- Lumberman shipwreck
- U.S. National Register of Historic Places
- Location: Lake Michigan off the coast of Oak Creek, Wisconsin
- Coordinates: 42°52′10.32″N 87°45′25.2″W﻿ / ﻿42.8695333°N 87.757000°W
- NRHP reference No.: 08001331
- Added to NRHP: January 14, 2009

= Lumberman (shipwreck) =

Schooner that sank in Lake Michigan

Lumberman was a three-masted schooner that sank in 1893 in Lake Michigan off the coast of Oak Creek, Wisconsin, United States. In 2009 the shipwreck site was added to the National Register of Historic Places.

==History==
The Lumberman was built in 1862 in the shipyard of Allyne Litchfield at Blendon's Landing, Michigan. She was a three-masted schooner with a wooden hull 126.5 ft long. For thirty years, she carried forest products like lumber, bark and shingles from logging outposts on the shores of Lake Michigan to markets like Chicago.

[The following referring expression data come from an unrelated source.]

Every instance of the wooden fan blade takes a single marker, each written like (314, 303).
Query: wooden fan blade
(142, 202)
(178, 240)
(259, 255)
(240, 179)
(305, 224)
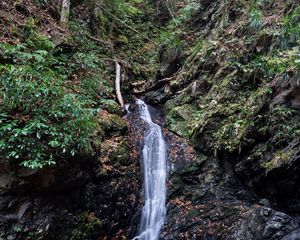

On April 6, 1893, heading from Chicago to Whitefish Bay to pick up a load of ties, the vessel sank in a fast-moving storm. Much of the ship's equipment and the crew's personal effects have been salvaged, but the ship itself remains largely intact and is a popular site for divers and archaeologists. She is of particular interest to marine archaeologists because of the double centerboard she was equipped with, since the reasons for fitting two centerboards in some lake schooners and one in others has been lost. She lies in 53 to 70 ft of water, roughly 10 mi north of Wind Point.